Steve Jobs announced his resignation as Apple CEO late Wednesday evening, and reactions have been coming in from all across the internet. Jobs will keep his position as Chairman of the Board, but former Chief Operating Officer Tim Cook will replace Jobs as CEO. Jobs was a hugely popular CEO, admired by consumers and tech reporters alike. "I believe Apple's brightest and most innovative days are ahead of it. And I look forward to watching and contributing to its success in a new role," Jobs wrote in his letter to Apple employees and customers. Speculation over what this means for Apple, why Jobs decided to resign now, and what Jobs' legacy will be has been pouring in since the news of his resignation broke. The fawning eulogies for the departed CEO would imply that he's died, but this isn't a twitter hoax. He's sick, yes, but he's still here.
Here at Reuters, I made sure that I could work on a Mac before I accepted this job, and even though we’re standardized on PCs, you see Apples all over the company, up to and including the CEO’s office. None of that is going to change with Jobs’s departure as CEO. Does Apple still have an outsize personality who can slice away extraneous features on hardware, say no to the demands of the marketplace, and give us not what we think we want but what we never knew we wanted? I think it does: Jony Ive fits the bill quite nicely. And Apple’s amazing relations with its suppliers — the way that it can get chips and hardware into its devices that the rest of the world doesn’t can’t get its hands on for any amount of money — is now baked in to the organization, rather than being reliant on a single man.
The formula, then, is clear. And with or without Jobs, Apple is, for the foreseeable future, going to coin simply astonishing amounts of money. It made $7.3 billion of profit just in the last quarter, on revenues of an almost unimaginable $28.6 billion. That makes Apple of the most profitable companies the world has ever seen — and makes its stock look almost cheap, even at a market cap of $350 billion.
Nate Silver, of the The New York Times' Five Thirty Eight, tweets, "AAPL has lost $18 billion in market capitalization since the Jobs news broke, about the same as the GDP of Paraguay."
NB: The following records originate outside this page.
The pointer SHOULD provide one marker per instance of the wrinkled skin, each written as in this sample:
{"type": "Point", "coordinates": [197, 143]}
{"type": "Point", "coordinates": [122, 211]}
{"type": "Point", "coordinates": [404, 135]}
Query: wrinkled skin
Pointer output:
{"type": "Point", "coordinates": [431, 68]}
Jobs' resignation might mean the company will start making more deals for other companies, according to the Times' Dealbook writer Michael J. De La Merced. Apple's only purchased 18 companies since Jobs rejoined the company in 1997. New CEO Tim Cook has been involved in the company' acquisitions. As Merced points out, the bigest deal Jobs has been a part of is the Disney-Pixar sale. Apple has, "a $76.1 billion war chest as of late June, some have noted that Apple had enough financial firepower to buy Bank of America." We noted, around the same time, that Apple has enough money to buy Goldman Sachs.